Wolfram Computation Meets Knowledge

Wolfram Summer School

Alumni

Caleb Sturges

Summer School

Class of 2015

Bio

I was born in Chicago, Illinois, and moved out to Orange County, California, for college. I am a master’s student at Chapman University’s Economic Science Institute in economic systems design. My area of research involves the study of exchange systems and price mechanisms, especially with the use computational models. My recent interest has been in the area of pricing mechanisms in the technology sector, specifically mobile applications and computing services. I am currently working on computing Bayesian Nash Equilibria in first-price combinatorial auctions. My thesis is based on a series of laboratory experiments testing these equilibrium results.
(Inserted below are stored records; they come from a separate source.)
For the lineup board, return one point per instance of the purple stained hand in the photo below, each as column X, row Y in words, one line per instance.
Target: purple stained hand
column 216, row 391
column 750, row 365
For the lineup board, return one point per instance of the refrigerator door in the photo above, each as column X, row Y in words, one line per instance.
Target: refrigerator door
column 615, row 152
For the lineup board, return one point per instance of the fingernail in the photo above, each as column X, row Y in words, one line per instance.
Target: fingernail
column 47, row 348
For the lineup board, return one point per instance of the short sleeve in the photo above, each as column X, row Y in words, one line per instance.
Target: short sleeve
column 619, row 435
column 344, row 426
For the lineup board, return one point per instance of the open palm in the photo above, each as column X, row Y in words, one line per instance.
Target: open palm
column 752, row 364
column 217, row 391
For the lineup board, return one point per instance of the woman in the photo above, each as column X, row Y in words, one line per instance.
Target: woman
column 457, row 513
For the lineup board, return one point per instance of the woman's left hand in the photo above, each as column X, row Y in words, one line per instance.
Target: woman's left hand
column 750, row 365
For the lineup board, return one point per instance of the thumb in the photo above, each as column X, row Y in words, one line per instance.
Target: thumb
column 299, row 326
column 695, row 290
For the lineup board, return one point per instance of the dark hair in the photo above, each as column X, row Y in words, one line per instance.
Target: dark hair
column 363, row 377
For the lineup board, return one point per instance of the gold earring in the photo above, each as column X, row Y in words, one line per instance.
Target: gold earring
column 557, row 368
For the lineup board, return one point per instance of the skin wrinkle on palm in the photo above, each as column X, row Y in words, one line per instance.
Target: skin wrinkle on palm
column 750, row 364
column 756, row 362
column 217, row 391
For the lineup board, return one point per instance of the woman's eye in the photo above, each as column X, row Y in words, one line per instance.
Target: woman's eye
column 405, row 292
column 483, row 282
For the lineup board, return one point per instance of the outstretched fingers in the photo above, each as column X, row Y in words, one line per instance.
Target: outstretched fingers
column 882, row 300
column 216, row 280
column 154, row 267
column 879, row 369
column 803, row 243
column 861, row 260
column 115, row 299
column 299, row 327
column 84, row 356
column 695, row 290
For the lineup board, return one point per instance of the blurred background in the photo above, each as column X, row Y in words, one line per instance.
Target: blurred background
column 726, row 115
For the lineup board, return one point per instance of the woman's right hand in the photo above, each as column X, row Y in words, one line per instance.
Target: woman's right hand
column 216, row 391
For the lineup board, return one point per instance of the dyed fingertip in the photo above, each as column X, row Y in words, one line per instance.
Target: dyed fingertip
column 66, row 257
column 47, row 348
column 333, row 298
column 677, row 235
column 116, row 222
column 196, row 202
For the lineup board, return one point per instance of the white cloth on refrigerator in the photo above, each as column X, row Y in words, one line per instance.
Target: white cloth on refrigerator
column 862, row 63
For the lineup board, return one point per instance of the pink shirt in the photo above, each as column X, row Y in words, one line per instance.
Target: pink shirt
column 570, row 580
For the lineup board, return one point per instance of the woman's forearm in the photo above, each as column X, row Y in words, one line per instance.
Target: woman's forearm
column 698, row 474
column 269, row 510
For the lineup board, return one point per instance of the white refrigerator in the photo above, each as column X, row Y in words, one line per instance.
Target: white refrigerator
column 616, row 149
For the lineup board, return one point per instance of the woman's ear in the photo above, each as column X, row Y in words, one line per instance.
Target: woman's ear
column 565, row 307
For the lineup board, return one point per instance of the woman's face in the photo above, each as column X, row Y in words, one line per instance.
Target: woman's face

Project: Wolfram iOS App Sales Analysis

While many business people and academics discuss mobile application markets, data on iOS app sales is not made available to the general public. This creates the need to develop models to estimate mobile app sales from publicly available data such as user app ratings or reviews that Apple makes available. These models may be poor indicators of app sales, because users can download the apps without rating them. We test these models using data gathered from publicly available sources on Wolfram’s iOS data sales in western countries. We test the “rating count” model’s prediction on two sets of data. First, we scrape data off of the US Apple site for all Wolfram apps, we collect the top 20 (ranked by number of comments) Wolfram apps, and we compare them to app sales internationally. Second, we compare the number of reviews for Wolfram|Alpha in the different western countries in our dataset. We then analyze three models found in the literature or developed for this analysis for robustness and explanatory power.